Moments later, reality struck. My truck, having somehow become separated from the others during the drive through the city, came to a stop in front of the Argentine military hospital facing the UN
logistics base. A female soldier at the gate was denying us entry. Knowing that I was the only doctor, the blue-helmeted soldiers in the front of the truck gestured for me to get out, and so I did, accompanied by my new shade-providing comrade. The soldier at the gate spoke neither French nor Haitian Kreyol, the two national languages of Haiti. My Spanish being limited, I spoke in English. She gesticulated wildly that we could not enter. I stood just inside the gates, outraged that a UN truck could not enter a UN hospital. I tried to explain that the acting head of the UN in Haiti had guaranteed that we could be brought to a hospital.
“No Haitian nationals can be taken care of here; we are full,” a male in uniform lied. Behind him, scores of mattresses were piled one on top of the other, and a medical team stood anxiously by, waiting for patients, their mandate to care for UN staff members, not Haitian civilians. When my Sri Lankan escort interrupted and said “Sir, she was told that she could bring patients here,” he was given a fierce look. When he continued. “Excuse me sir, permission to speak,” he was again reprimanded. After four or five more minutes of pleading, then pointing out angrily that they didn't have any patients in their wards, and then asking him to call his boss, all to no avail, we turned around and boarded the truck.
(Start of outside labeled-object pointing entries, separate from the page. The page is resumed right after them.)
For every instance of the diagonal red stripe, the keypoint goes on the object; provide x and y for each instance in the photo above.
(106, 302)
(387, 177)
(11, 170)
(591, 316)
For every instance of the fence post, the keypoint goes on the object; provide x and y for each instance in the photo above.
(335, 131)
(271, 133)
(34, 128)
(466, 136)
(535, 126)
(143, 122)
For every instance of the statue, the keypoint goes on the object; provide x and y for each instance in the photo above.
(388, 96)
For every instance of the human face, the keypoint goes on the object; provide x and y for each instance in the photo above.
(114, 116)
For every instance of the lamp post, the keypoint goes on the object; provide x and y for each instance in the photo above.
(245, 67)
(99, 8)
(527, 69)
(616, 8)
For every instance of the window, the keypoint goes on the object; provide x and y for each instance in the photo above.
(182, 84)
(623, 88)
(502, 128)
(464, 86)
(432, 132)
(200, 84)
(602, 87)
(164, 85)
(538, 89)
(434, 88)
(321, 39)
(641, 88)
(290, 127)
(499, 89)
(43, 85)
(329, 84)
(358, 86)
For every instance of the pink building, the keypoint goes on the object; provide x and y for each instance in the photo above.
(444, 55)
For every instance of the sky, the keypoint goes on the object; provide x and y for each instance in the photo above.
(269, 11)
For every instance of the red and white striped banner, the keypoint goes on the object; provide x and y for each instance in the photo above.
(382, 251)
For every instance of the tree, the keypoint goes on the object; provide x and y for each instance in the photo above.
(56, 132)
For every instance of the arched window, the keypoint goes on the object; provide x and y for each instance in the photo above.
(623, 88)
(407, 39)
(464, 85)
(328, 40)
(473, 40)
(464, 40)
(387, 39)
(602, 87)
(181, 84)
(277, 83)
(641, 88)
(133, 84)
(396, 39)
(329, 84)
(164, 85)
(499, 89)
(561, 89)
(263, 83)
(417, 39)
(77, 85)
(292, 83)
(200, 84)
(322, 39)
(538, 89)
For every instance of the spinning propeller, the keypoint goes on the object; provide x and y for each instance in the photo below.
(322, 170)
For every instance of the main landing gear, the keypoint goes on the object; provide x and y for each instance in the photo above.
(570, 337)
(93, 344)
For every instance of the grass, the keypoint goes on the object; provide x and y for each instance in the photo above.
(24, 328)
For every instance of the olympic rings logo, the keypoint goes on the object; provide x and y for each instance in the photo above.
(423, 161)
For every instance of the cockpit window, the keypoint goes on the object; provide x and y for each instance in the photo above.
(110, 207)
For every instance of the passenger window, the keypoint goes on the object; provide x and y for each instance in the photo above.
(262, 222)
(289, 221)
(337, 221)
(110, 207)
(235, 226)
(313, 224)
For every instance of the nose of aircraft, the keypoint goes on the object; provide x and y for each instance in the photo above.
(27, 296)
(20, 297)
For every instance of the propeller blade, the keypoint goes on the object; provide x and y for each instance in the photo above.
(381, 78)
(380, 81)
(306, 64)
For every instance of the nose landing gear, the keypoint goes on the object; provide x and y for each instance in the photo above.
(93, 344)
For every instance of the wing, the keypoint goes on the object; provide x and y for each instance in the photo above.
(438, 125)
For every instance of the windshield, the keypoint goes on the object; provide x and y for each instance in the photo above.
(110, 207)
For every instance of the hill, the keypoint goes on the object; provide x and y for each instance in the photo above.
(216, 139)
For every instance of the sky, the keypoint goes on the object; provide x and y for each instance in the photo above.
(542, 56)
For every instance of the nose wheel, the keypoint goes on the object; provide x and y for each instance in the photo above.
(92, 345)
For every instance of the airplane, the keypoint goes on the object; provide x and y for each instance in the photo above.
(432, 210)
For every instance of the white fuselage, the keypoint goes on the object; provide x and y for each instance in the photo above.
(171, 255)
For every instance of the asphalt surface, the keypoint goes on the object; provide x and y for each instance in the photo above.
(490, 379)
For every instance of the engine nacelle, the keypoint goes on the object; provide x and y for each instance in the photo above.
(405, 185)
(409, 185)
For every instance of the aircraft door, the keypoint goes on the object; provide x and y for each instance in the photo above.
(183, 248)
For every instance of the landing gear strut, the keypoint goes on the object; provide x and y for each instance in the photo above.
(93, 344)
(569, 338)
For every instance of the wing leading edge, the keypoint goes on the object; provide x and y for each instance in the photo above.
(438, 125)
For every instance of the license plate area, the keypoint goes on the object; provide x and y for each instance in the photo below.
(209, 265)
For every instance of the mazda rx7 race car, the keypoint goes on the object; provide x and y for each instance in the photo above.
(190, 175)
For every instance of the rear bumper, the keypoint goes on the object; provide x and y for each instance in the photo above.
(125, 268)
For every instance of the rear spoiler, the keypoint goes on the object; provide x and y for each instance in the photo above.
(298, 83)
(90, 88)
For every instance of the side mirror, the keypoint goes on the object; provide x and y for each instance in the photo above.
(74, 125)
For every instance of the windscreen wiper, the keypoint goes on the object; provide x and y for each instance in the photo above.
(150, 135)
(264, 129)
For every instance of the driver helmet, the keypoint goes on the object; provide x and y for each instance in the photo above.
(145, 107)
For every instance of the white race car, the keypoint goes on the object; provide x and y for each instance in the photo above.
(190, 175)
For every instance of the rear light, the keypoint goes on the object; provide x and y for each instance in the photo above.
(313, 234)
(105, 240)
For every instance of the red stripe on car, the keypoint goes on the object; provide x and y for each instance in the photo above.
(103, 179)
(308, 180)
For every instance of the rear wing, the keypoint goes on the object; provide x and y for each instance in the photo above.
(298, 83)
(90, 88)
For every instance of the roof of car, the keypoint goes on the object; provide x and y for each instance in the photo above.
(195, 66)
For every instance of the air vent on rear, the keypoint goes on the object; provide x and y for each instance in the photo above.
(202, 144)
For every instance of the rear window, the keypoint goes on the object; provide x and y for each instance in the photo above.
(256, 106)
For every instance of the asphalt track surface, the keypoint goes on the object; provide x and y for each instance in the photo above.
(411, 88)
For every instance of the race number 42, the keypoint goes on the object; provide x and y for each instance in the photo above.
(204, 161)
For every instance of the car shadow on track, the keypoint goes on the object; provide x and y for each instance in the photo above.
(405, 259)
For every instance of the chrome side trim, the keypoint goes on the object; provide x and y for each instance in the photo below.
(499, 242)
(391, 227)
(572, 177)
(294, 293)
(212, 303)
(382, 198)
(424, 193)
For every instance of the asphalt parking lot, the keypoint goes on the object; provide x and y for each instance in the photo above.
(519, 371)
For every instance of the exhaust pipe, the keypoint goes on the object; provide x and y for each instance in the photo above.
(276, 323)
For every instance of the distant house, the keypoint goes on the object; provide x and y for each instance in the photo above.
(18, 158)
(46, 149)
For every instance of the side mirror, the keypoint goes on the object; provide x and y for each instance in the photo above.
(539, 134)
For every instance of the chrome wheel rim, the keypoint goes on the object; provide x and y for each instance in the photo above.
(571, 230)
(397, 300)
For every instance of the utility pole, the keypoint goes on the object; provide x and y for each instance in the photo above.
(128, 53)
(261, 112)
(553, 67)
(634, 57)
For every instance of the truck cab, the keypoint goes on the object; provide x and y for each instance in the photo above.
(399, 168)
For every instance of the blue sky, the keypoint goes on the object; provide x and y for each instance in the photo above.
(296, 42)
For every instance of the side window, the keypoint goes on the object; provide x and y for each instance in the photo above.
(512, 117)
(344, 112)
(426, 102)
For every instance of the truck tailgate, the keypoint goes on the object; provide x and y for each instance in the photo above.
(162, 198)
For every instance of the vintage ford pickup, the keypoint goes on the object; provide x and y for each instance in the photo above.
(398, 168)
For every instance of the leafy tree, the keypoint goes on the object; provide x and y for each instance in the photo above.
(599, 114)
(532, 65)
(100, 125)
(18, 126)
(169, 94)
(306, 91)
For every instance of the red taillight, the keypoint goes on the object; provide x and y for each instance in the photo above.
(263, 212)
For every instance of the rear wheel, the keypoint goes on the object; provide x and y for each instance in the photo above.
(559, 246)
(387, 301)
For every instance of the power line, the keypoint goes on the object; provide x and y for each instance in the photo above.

I cursed the hospital as we backed up noisily and headed toward the UN logistics base across the street, where the other trucks must have gone. We were easily granted access but were told that there was no hospital—just a makeshift clinic under semipermanent tents. Here I spent the next three days working almost nonstop with other volunteers, trying, again with almost no supplies, to provide some kind of semblance of medical care to the seriously injured. Many volunteers worked around the clock; some were UN staff assigned to other things but helping here anyway. A British ex–Royal Air Force engineer kept up my spirits. We lifted and moved patients, found them food and water, set up our open air operating room, and transferred hundreds of the most seriously injured to vehicles for the airport and evacuation to Martinique, Dominican Republic, Miami, Canada—anywhere with a functional operating room was a better option.